Welcome to the Law of Large Numbers. To quote Wikipedia: "[T]he average of the results obtained from a large number of trials should be close to the expected value, and will tend to become closer as more trials are performed." The more times we run this "simulation" the closer we'll get to exactly 87%.
This is why the whole notion of "simulating" the tournament this way is silly. The point of doing a large number of trials (simulations) is to reveal the expected value. But we already know the expected value: it's the winning probability we stole from Jeff Sagarain. (Or Ken Pomeroy, whomever it was.) It's just a waste of perfectly good random numbers to get us back to the place we started.
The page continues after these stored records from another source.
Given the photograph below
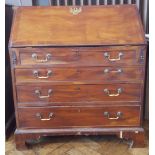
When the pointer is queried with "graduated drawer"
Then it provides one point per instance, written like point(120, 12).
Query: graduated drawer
point(53, 117)
point(80, 74)
point(80, 57)
point(78, 93)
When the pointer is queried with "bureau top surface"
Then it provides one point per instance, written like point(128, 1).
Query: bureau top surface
point(58, 26)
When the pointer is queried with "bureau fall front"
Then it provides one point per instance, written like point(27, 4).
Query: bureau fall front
point(78, 71)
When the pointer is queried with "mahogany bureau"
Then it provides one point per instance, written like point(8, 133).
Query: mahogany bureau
point(78, 71)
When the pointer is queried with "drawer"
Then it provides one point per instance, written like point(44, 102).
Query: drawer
point(79, 57)
point(55, 117)
point(80, 74)
point(79, 93)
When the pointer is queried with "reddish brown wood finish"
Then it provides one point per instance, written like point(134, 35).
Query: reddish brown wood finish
point(104, 25)
point(79, 93)
point(82, 50)
point(80, 75)
point(77, 57)
point(79, 117)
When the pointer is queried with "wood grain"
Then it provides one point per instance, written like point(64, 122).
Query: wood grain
point(86, 28)
point(79, 93)
point(79, 116)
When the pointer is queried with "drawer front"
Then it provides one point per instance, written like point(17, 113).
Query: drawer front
point(78, 93)
point(54, 117)
point(81, 74)
point(69, 57)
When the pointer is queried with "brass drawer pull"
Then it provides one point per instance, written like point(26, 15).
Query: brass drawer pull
point(119, 91)
point(118, 115)
point(38, 93)
point(35, 58)
point(107, 55)
point(39, 115)
point(36, 74)
point(113, 71)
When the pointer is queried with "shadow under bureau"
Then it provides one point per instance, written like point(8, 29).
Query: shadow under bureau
point(78, 71)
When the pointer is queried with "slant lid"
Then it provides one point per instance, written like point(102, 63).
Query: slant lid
point(67, 26)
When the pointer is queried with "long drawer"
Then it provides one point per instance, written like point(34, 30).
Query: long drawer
point(78, 93)
point(77, 57)
point(54, 117)
point(80, 74)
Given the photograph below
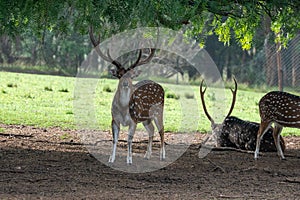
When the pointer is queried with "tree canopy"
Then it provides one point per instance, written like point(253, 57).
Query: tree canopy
point(229, 20)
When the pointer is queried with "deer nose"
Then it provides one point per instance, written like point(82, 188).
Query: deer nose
point(125, 84)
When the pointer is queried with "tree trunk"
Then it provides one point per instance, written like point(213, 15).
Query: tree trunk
point(279, 66)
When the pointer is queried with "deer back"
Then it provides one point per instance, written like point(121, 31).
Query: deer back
point(243, 135)
point(147, 101)
point(280, 107)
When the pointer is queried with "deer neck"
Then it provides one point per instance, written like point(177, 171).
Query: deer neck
point(123, 95)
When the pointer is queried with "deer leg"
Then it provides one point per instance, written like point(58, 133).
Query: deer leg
point(159, 124)
point(150, 129)
point(131, 131)
point(276, 136)
point(115, 133)
point(263, 128)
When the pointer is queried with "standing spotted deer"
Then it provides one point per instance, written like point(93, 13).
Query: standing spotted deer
point(142, 102)
point(237, 133)
point(282, 109)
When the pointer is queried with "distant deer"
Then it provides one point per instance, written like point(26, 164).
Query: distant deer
point(237, 133)
point(282, 109)
point(142, 102)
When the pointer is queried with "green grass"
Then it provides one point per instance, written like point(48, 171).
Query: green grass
point(66, 102)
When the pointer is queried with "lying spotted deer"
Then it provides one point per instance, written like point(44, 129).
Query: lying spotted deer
point(142, 102)
point(282, 109)
point(237, 133)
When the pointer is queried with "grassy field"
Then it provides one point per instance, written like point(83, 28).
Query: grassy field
point(66, 102)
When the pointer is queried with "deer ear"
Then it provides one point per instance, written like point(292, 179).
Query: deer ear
point(114, 72)
point(135, 73)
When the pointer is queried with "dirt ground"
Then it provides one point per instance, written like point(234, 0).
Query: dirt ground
point(53, 164)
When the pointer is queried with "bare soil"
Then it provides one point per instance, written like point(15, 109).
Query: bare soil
point(53, 164)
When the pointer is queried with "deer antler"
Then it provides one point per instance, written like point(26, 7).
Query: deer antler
point(96, 43)
point(202, 92)
point(233, 98)
point(138, 62)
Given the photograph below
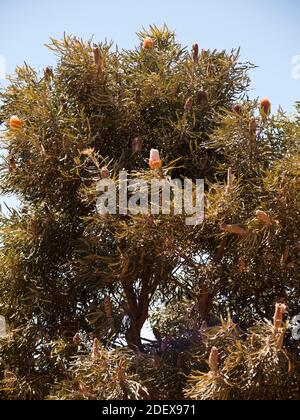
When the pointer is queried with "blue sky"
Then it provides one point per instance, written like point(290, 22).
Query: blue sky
point(267, 31)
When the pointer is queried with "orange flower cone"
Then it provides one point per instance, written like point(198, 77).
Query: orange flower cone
point(155, 161)
point(265, 108)
point(15, 123)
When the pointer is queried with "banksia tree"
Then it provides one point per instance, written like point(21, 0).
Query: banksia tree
point(77, 284)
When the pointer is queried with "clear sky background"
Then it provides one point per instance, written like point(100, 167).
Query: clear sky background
point(268, 33)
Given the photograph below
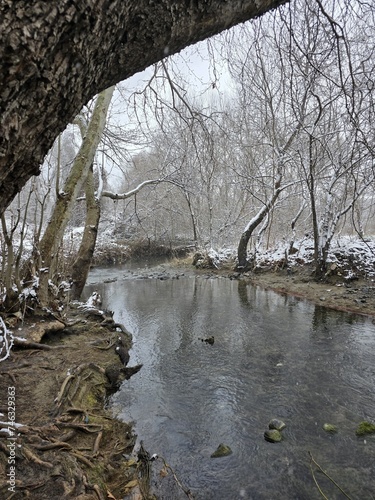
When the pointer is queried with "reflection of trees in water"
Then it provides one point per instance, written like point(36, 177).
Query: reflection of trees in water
point(242, 293)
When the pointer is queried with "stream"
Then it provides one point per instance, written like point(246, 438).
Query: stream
point(273, 356)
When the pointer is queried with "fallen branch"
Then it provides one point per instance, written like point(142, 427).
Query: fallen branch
point(185, 490)
point(312, 460)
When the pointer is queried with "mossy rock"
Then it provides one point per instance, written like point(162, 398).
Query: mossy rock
point(276, 424)
point(332, 429)
point(365, 428)
point(222, 450)
point(273, 436)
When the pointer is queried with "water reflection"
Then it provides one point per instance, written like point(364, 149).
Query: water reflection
point(273, 356)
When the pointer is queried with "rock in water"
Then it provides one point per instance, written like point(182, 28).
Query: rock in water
point(277, 424)
point(222, 450)
point(332, 429)
point(123, 354)
point(273, 436)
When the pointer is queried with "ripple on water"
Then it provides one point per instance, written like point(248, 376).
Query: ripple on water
point(271, 358)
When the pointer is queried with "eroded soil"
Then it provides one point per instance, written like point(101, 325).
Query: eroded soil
point(69, 445)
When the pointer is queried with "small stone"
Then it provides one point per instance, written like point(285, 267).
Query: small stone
point(273, 436)
point(277, 424)
point(222, 450)
point(332, 429)
point(365, 428)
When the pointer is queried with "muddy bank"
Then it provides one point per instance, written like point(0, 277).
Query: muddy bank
point(68, 444)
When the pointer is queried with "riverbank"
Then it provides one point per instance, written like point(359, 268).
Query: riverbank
point(68, 444)
point(354, 296)
point(62, 441)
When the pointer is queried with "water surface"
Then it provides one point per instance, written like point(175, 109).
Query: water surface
point(273, 356)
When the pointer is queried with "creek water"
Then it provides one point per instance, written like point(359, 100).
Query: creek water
point(273, 356)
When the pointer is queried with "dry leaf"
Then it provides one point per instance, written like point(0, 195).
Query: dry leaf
point(131, 484)
point(163, 472)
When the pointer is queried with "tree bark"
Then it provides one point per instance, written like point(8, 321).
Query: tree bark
point(82, 263)
point(54, 232)
point(56, 55)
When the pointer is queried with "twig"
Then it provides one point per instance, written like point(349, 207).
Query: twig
point(97, 443)
point(30, 456)
point(186, 491)
point(63, 387)
point(312, 460)
point(82, 458)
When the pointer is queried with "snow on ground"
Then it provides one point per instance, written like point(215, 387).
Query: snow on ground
point(348, 253)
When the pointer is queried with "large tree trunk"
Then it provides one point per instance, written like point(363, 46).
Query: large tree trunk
point(54, 232)
point(56, 55)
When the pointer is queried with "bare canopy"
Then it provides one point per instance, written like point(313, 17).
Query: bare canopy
point(56, 55)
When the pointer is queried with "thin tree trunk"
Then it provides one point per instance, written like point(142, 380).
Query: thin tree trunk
point(82, 263)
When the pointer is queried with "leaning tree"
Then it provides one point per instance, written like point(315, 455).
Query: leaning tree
point(56, 55)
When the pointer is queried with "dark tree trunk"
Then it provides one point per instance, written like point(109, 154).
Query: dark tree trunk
point(56, 55)
point(243, 263)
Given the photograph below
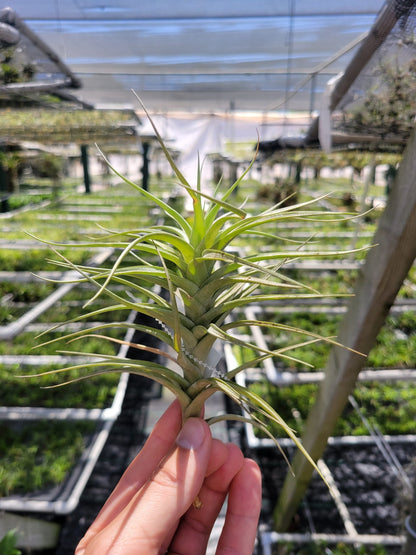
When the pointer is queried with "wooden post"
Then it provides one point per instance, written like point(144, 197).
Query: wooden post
point(410, 546)
point(378, 283)
point(145, 167)
point(85, 165)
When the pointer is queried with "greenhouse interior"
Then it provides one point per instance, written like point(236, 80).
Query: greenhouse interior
point(213, 202)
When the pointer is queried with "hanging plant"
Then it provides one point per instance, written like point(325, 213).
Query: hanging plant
point(196, 286)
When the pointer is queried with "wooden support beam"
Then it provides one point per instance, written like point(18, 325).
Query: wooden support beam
point(386, 20)
point(379, 281)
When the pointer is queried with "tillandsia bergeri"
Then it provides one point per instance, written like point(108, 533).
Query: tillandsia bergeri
point(194, 285)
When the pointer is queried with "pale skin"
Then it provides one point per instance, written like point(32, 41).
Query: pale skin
point(171, 494)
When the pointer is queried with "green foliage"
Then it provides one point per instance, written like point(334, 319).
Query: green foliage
point(389, 106)
point(8, 544)
point(38, 455)
point(322, 548)
point(187, 278)
point(390, 407)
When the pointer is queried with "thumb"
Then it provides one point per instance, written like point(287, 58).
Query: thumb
point(147, 521)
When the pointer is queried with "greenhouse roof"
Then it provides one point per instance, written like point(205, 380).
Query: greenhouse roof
point(200, 56)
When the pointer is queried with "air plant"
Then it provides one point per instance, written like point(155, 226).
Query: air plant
point(195, 286)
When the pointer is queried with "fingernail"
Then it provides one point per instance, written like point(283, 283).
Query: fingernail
point(192, 434)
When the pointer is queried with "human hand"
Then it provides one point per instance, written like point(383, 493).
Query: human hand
point(171, 494)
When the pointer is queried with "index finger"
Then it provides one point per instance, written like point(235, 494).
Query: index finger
point(243, 511)
point(157, 447)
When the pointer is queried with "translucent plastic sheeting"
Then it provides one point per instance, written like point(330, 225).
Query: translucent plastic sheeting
point(200, 56)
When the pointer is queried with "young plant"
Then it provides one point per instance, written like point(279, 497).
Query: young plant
point(195, 286)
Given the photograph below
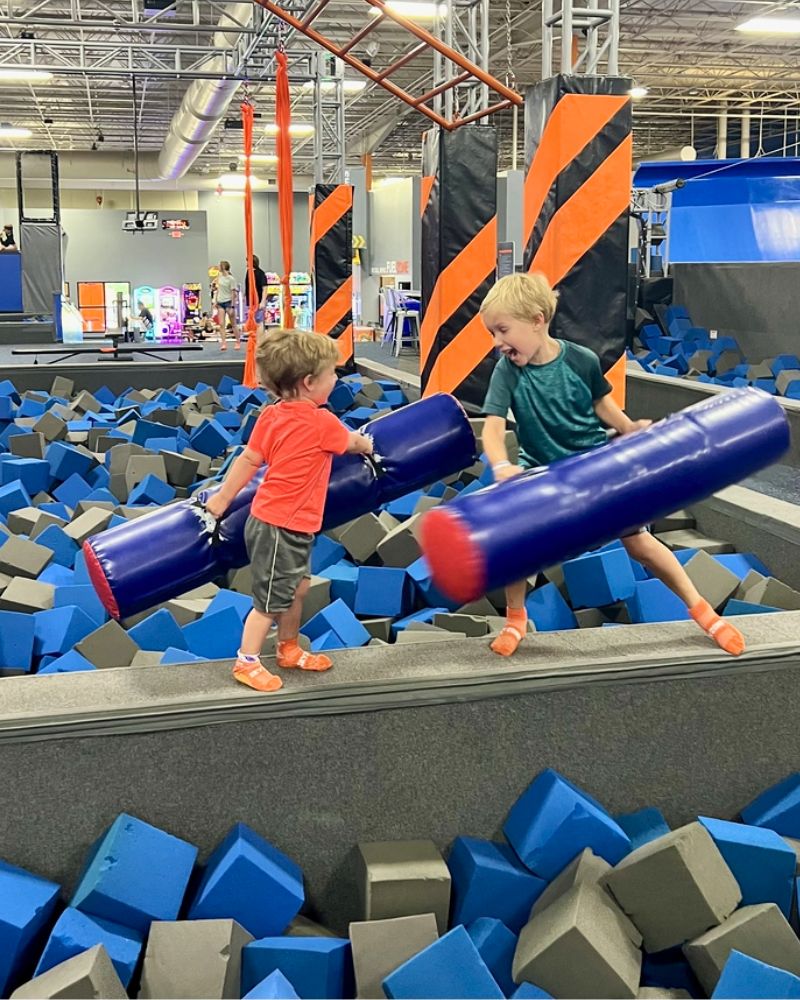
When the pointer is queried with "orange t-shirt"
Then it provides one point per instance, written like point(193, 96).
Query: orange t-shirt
point(297, 440)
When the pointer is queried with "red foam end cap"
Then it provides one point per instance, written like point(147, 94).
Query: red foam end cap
point(457, 566)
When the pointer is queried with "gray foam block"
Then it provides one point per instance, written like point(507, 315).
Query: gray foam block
point(378, 628)
point(89, 974)
point(770, 592)
point(27, 445)
point(49, 425)
point(22, 594)
point(89, 523)
point(108, 646)
point(317, 598)
point(760, 931)
point(193, 958)
point(579, 946)
point(675, 887)
point(688, 539)
point(181, 471)
point(400, 546)
point(362, 536)
point(403, 878)
point(470, 625)
point(20, 557)
point(381, 946)
point(141, 466)
point(715, 582)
To be fair, there's one reason that it makes some sense to do this for the entire Tournament. If for some reason you want to know before the Tournament the chances of a particular team winning the whole thing, then this sort of simulation is a feasible way to calculate that result. (Or if you're Ed Feng you create this thing.) And if that's your goal, I give you a pass.
On the other hand, if you're doing all this simulation to fill out a bracket for (say) the Machine Madness competition, then it makes more sense to run your simulation for a small number of trials. The number of trials is essentially a sliding control between Very Random (1 trial) and Very Boring (1 billion trials) at the other end. Arguably it is good meta-strategy in pool competitions not to predict the favorite in every game, so by lowering the number of trials you can inject some randomness into your entry. (I don't think this is necessarily a good approach, but at least it is rational.)
Now I'm off to root for Furman in the Southern Conference title game.